# Team (◕‿◕✿)'s Project Process

## 1. Scraping and cleaning our data

We will scrape and clean our data with the following steps:

1. Filter to AskReddit threads made between 10/01/2014 - 10/01/2015.
2. Get the thread IDs of the search results from step (1).
3. Use praw to scrape parent comments from thread X.
4. Convert each praw object from the scraping to JSON (NOTE: might not be useful, might remove).

### 1.1 Filter using reddit search

We first narrow down our comments to AskReddit comments made in the time range 10/01/2014 - 10/01/2015. The URL for the filtering is:

https://www.reddit.com/r/AskReddit/search?sort=comments&q=timestamp%3A1410739200..1411171200&restrict_sr=on&syntax=cloudsearch

Breaking down the above URL:
* **/r/AskReddit**: filter to subreddit AskReddit
* **sort=comments**: the search results will be sorted based on number of comments
* **timestamp%3A1410739200..1411171200&**: restrict to 10/01/2014 00:00:00 to 10/01/2015 00:00:00, which are translated into epochs in the URL.
* **syntax=cloudsearch**: reddit's search is infamously bad. One reason is that its regular search syntax, Lucene, doesn't allow for timestamp search. We thus choose CloudSearch as our syntax instead, which allows us to use features (like timestamp searches) that Lucene does not allow.
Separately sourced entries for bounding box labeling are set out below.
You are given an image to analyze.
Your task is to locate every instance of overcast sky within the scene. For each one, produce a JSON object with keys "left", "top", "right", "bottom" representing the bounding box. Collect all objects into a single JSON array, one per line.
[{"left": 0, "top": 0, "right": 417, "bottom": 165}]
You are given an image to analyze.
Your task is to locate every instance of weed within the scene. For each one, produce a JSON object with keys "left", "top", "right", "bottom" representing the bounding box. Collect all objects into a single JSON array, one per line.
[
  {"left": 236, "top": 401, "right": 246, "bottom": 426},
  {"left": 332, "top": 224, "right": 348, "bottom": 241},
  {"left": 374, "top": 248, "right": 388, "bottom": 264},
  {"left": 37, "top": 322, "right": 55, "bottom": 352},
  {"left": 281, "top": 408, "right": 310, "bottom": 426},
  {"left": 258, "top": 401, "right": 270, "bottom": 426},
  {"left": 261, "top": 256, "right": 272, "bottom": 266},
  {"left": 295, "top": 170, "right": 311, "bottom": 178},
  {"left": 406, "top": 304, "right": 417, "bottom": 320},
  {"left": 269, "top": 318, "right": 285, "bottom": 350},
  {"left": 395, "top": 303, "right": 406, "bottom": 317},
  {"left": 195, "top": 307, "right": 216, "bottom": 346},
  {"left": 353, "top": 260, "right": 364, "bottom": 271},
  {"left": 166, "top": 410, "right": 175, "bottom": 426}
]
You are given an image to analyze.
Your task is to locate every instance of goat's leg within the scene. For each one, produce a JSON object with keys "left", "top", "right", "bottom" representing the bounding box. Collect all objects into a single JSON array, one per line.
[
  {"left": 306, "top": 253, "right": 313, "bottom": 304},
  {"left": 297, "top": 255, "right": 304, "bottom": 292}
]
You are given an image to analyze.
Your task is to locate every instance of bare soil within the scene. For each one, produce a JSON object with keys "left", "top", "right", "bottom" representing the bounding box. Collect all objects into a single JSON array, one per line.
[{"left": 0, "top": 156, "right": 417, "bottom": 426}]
reddit will return at most 1000 results for our search. 

###1.2 Get thread IDs

Now, we want to get all the search result URLs from our search. This sounds like a job for Beautiful Soup! First, using Developer Tools, we find our search contents:

![Image of HTML searching](images/part1_1.png)
![Image of HTML searching (2)](images/part1_2.png)

We next parse the HTML using Beautiful Soup to get all the thread URLs for the search results. After getting the thread URLs, we append '.json' to the end of the URL, and using regex to extract out the thread ID from the resulting json.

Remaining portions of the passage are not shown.